Investigation of Optoelectronic Functional Crystals: Crystal Growth, Properties and Applications

Optoelectronic functional crystals facilitate the conversion of light and electricity, inspiring breakthroughs in the fabrication of optoelectronic devices. These contraptions play important roles in the development of microelectronics, optoelectronics, communication, aerospace, and modern military technology. There are wide range of optoelectronic functional crystal types, including piezoelectric crystals, electro-optic crystals, laser crystals, nonlinear optical crystals, and scintillation crystals. From the discovery of mineral crystals to the applications of artificial crystals, significant progress has been made in the structural characterization, property modification, growth technique development and application adaptation of optoelectronic functional crystals. In recent years, metal halide perovskite has become an ideal choice for use in photodetectors due to its adjustable bandgap, high carrier mobility, high absorption coefficient, and ease of solution processing. Perovskite-type ferrites are also promising materials for use in electrochemical devices to convert and store energy, such as solid oxide fuel cells and membrane reactors for oxygen separation from air. The accurate characterization and fine-tuning of the crystal structure are crucial for improving the detection sensitivity, response speed, energy conversion and storage efficiency of the relevant devices for both types of perovskite crystal. Third-generation semiconductor materials, represented by aluminum nitride and gallium nitride, have superior properties such as high bandgap width, high breakdown field strength, high thermal conductivity, and low energy loss.

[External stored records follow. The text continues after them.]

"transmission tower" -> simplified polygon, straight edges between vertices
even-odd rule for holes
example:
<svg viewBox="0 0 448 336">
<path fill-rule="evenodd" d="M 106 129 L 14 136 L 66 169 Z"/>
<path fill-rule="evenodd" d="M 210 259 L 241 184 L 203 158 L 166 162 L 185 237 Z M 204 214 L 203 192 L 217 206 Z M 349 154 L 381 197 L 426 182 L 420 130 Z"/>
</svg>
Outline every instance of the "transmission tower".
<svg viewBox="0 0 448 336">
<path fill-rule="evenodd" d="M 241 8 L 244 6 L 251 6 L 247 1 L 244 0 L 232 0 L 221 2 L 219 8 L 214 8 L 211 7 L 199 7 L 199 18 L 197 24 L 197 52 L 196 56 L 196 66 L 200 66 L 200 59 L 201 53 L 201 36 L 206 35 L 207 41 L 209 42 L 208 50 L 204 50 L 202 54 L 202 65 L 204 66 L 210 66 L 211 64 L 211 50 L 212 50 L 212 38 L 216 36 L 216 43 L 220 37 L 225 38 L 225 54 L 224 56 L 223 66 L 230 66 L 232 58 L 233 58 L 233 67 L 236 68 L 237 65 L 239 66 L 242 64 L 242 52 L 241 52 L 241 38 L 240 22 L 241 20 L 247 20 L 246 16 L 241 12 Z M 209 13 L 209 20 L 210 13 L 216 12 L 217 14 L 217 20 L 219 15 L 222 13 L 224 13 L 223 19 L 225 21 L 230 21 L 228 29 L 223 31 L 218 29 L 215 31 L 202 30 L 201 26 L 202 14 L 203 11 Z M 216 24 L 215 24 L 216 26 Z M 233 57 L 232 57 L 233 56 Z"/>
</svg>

The light-emitting diodes based on these materials show great potential in fields of air and water purification, biochemical detection, sterilization and disinfection, due to their advantages of small size, long lifespan, and adjustable emission wavelength. Lattice mismatch or thermal mismatch in the growth of semiconductor epitaxial layers can lead to the formation of dislocation defects in the crystals, thereby significantly reducing the performance of relevant devices. Introducing a buffer layer or post-growth annealing procedure can effectively suppress the formation of these defects. The effects of buffer-layer growth and post-growth annealing on the surface morphology and crystalline quality of the epitaxial layers obviously deserves systematic investigation. Organic optoelectronic functional materials have advantages of flexibility, low cost and a simple preparation process. They also demonstrate excellent performance in devices such as luminescence, solar cells, field-effect transistors, biosensors, and solid-state lasers. Organic optoelectronic functional materials are usually applied in the form of thin films, which allows for the integration of diverse organic optoelectronic devices into an advanced intelligent system based on optical communication, high-resolution imaging, and health monitoring. Developing a simple and efficient in situ growth method for organic single crystal has become a key step in the integration of these organic optoelectronic devices. Meanwhile, further studies of deep learning, computer vision, robotics and artificial intelligence, deeply involved in the intelligent optoelectronic system, are also beneficial to the final practicalization of the optoelectronic devices.

This Special Issue is issuing a call for research papers and review articles encompassing the growth, properties and potential applications of optoelectronic functional crystals:

Topics include, but are not limited to, the following area:

(1)

Preparation and characterization of optoelectronic materials;

(2)

First-principles study of optoelectronic materials;

(3)

Photocatalytic degradation and photothermal conversion;

(4)

Light emitting and infrared/X-ray imaging;

(5)

Optical modulation and waveguide;

(6)

Wavelength conversion and coherent optical amplification;

(7)

Optofluidic manipulation and interfacial science;

(8)

Deep learning and computer vision for optoelectronic applications;

(9)

Robotics and artificial intelligence for optoelectronic applications;

The guest editors hope that the selected papers for this Special Issue will help scholars and researchers to advance and develop the growth, properties and applications of optoelectronic functional crystals, and also provide some valuable information and recommendations for the development of microelectronics, optoelectronics, communication, aerospace, and modern military technology.